Ziektes bij rozen

Bladrollers zijn insecten die tot een grote groep van de motten behoren. De rupsen leven in een 'huisje' van opgerolde en dichtgesponnen bladeren. Ze komen in groten getale op een plant voor, zodat deze de normale levensfuncties niet meer voldoende kan verrichten en in de groei wordt belemmerd.

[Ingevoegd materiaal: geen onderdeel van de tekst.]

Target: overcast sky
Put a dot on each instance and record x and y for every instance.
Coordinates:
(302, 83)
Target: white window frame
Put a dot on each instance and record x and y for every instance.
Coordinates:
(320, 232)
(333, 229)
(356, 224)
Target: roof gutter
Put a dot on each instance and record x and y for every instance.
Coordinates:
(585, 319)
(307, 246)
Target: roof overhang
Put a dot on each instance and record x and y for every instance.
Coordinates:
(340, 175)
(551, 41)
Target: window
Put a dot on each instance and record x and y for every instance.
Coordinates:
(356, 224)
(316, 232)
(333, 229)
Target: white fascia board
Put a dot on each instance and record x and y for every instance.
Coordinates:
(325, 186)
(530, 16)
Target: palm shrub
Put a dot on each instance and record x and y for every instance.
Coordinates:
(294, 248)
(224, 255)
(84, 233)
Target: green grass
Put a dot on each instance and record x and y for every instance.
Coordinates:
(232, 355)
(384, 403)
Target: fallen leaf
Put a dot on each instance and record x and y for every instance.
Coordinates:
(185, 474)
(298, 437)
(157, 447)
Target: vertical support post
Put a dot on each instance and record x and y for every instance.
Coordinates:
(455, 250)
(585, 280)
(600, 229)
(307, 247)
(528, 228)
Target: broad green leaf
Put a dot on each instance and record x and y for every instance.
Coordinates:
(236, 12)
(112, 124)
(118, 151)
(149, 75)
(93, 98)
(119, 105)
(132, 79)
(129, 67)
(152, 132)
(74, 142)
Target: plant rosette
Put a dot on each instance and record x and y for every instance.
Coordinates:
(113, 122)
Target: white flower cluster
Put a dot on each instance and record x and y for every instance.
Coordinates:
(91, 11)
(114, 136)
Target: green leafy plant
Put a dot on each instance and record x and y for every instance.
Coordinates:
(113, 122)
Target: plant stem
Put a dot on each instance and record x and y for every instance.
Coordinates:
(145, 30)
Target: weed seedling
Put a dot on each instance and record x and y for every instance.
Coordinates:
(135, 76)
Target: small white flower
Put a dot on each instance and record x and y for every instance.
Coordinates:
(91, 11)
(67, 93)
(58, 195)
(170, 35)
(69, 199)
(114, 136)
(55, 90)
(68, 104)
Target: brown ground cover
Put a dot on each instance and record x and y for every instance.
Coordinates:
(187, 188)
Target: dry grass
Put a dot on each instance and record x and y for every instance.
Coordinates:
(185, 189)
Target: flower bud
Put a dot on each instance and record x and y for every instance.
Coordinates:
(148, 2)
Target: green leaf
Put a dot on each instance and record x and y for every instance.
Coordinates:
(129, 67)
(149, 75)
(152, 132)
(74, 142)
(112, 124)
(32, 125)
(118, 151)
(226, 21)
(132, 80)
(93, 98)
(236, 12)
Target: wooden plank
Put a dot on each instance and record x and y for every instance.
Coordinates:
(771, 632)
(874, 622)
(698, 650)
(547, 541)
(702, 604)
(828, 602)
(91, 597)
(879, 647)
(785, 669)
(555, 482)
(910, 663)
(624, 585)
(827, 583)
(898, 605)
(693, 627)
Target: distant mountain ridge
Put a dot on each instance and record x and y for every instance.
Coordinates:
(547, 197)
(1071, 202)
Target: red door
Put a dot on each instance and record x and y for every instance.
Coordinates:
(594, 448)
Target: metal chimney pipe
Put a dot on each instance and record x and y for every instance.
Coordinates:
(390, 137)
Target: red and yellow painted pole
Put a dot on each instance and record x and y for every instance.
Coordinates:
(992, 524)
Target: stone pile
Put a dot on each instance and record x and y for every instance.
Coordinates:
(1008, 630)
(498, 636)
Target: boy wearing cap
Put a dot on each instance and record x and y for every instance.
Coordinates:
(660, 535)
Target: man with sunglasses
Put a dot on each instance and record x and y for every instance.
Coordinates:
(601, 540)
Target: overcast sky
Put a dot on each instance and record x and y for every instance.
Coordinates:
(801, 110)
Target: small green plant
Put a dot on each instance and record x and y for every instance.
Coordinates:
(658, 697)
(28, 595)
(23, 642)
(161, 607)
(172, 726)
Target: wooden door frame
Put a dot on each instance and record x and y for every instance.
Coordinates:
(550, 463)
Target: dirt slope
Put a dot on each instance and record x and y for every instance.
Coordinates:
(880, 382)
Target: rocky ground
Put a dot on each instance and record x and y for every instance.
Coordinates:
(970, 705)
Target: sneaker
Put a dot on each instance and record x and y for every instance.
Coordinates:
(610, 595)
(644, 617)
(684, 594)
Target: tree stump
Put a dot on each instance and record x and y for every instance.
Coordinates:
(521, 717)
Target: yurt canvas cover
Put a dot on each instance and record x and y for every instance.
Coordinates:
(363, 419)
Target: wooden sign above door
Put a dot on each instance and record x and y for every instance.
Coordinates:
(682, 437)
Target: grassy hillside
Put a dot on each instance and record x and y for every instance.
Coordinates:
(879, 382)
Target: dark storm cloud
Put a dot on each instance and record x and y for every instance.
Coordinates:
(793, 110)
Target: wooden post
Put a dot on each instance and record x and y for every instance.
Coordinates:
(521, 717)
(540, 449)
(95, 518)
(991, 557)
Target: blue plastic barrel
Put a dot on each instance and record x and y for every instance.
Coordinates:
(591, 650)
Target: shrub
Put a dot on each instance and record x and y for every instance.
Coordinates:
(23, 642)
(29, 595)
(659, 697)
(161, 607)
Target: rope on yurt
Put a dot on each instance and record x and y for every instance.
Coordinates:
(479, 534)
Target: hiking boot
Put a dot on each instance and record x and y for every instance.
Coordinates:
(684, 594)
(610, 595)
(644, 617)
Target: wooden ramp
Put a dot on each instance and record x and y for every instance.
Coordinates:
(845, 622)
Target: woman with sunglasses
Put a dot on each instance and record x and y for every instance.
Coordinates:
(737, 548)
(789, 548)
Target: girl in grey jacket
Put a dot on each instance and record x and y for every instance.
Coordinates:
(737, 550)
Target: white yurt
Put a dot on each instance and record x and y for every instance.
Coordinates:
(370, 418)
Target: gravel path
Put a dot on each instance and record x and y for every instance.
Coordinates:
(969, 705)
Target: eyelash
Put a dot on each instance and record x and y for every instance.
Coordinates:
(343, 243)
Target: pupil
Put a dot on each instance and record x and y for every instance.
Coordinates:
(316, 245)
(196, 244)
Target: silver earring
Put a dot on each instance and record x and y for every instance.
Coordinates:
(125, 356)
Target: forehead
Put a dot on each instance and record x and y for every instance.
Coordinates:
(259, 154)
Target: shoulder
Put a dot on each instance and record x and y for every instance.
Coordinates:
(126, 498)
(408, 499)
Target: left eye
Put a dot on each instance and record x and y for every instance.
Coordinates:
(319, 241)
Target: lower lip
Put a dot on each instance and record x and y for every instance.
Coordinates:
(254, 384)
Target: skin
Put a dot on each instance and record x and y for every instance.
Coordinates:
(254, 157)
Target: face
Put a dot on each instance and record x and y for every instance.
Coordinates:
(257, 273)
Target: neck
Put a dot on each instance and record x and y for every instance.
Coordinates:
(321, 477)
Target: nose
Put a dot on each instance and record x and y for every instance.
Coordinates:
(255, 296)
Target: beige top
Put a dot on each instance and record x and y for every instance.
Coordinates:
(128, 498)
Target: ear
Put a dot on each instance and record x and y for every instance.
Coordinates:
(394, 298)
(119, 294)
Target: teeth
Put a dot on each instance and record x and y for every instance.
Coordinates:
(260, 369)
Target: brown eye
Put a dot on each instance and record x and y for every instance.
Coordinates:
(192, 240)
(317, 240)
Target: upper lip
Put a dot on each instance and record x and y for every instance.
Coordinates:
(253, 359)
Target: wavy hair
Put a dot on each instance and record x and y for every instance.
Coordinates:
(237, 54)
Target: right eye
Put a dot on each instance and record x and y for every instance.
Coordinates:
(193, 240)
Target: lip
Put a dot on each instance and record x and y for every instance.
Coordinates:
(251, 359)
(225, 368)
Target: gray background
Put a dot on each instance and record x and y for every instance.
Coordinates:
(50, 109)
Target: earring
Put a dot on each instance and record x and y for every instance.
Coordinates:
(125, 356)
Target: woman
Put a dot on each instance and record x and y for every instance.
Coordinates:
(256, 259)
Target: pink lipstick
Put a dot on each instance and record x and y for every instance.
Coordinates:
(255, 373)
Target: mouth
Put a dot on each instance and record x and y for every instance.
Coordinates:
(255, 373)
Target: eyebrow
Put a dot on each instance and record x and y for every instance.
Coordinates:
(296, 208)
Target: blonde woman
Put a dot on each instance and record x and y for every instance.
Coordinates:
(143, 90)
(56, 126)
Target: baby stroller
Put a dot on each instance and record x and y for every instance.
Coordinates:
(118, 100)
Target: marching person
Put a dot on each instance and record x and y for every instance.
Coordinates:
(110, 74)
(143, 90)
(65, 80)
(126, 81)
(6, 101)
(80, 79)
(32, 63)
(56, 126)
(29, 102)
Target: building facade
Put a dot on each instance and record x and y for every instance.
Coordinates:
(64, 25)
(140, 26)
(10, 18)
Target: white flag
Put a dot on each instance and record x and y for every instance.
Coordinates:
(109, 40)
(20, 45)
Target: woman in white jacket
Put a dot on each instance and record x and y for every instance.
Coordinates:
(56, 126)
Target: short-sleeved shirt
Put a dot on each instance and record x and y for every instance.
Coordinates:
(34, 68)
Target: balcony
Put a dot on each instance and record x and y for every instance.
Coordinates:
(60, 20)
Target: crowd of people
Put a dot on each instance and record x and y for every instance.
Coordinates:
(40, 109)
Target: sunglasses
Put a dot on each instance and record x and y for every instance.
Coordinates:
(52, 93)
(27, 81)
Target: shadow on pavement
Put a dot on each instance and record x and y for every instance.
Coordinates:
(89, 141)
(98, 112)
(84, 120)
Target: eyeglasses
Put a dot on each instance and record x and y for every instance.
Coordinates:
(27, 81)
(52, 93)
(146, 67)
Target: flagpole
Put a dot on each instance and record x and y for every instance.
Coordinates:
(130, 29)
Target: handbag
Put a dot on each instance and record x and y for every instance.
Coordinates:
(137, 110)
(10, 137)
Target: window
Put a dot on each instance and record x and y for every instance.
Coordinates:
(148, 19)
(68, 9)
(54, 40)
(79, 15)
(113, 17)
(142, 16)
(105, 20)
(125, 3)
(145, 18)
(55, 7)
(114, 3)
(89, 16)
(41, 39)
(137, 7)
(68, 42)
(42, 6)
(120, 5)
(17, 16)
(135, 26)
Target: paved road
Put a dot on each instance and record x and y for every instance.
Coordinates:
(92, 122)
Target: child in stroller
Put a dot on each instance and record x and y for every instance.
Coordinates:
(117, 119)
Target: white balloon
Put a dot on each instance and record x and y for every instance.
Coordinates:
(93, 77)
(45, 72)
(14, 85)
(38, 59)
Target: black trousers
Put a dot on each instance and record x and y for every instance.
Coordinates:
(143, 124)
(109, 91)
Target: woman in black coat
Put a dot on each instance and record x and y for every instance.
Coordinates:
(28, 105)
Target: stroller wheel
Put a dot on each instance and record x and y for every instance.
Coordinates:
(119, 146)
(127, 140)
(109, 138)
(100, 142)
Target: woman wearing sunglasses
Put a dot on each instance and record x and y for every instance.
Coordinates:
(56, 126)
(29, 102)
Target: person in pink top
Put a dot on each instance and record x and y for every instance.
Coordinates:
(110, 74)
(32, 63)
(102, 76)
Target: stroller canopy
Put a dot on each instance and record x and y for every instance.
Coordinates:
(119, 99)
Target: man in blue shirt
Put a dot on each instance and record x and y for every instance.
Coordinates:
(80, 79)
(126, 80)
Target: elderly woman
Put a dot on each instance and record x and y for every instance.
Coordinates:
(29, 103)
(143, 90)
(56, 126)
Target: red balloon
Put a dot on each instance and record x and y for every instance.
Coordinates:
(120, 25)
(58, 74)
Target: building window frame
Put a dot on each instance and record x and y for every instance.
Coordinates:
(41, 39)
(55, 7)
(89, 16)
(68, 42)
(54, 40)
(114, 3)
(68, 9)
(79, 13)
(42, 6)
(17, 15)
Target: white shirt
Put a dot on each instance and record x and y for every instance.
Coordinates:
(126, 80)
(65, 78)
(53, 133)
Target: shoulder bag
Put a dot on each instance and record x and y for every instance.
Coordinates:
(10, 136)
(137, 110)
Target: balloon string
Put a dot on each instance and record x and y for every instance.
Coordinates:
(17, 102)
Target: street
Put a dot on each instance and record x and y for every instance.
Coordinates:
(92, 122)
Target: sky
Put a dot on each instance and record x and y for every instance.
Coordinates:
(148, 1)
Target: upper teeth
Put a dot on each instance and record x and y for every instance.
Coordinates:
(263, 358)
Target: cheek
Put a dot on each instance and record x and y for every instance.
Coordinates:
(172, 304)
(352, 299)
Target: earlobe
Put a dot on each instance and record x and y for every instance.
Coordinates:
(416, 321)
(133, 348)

Sterroetdauw, vergelende bladeren met paarsbruine tot zwarte vlekken zijn typische symptomen. Omdat deze ziekte grote esthetische schade veroorzaakt dient de bestrijding te gebeuren bij het waarnemen van de eerste symptomen, in regel omstreeks half mei..

Rozenzaagwesp. De volwassen wesp prikt bij de ei-afleg in de hoofdnerf van het rozenblad. Deze gaat, omwille van een 'allergische' reactie op de secreties van deze zaagwesp, sterk omkrullen. De zaagwesp prikt echter méér bladeren aan dan de eieren die ze aflegt. Daardoor zijn er vaak omgekrulde topbladeren te zien waarin zich g??n bleekgroen bastaardrupsje bevindt.
De opgekrulde blaadjes waarin wel een lichtgroen bastaardrupsje leeft worden geleidelijk opgegeten. Ze worden dichtgehouden door zijdeachtige draadjes. Er is gelukkig maar één generatie per jaar. Opgekrulde bladeren waarin geen bastaardrups zit, vergelen en sterven langzaam af. In het bijzonder bij warmer weer is er meer aantasting mogelijk, omdat de zaagwespen dan actiever zijn en er meer eitjes worden afgelegd. Algemeen gezien is een aantasting zelden in die mate, dat er chemisch moet worden ingegrepen. De schade kan eigenlijk moeilijk voorkomen worden. De volwassen wijfjes leggen in mei hun eitjes af, waarna de ontluikende bastaardrupsen gedurende een 6-tal weken aan de opgekrulde bladeren vreten. De volgroeide bastaardrups overwintert in een cocon in de bodem waar hij in het voorjaar verpopt.
Bij aantasting kan men best de aangetaste bladeren allemaal wegknippen en vernietigen, om zo de cyclus naar volgend jaar te doorbreken.
Bladluizen, De jongste delen van de scheuten, bloemknoppen en bladeren worden makkelijkst gekoloniseerd. De populaties kunnen explosief toenemen indien er geen tijdige bestrijding wordt uitgevoerd. De vrouwtjes brengen bijna dagelijks, zonder tussenkomst van mannetjes, jongen voort. Tot soms 15 generaties tijdens één groeiseizoen.
Een zware aantasting heeft gedrongen groei en een slechte bloemkwaliteit tot gevolg.
Bladeren worden kleverig door de uitscheiding van suikerhoudende 'honingdauw'. Daarin kleven vaak de goed herkenbare witte vervellinghuidjes van de bladluizen. Op de 'honingdauw' groeien vervolgens zwarte roetdauwschimmels die het blad een grauwe aanblik geven.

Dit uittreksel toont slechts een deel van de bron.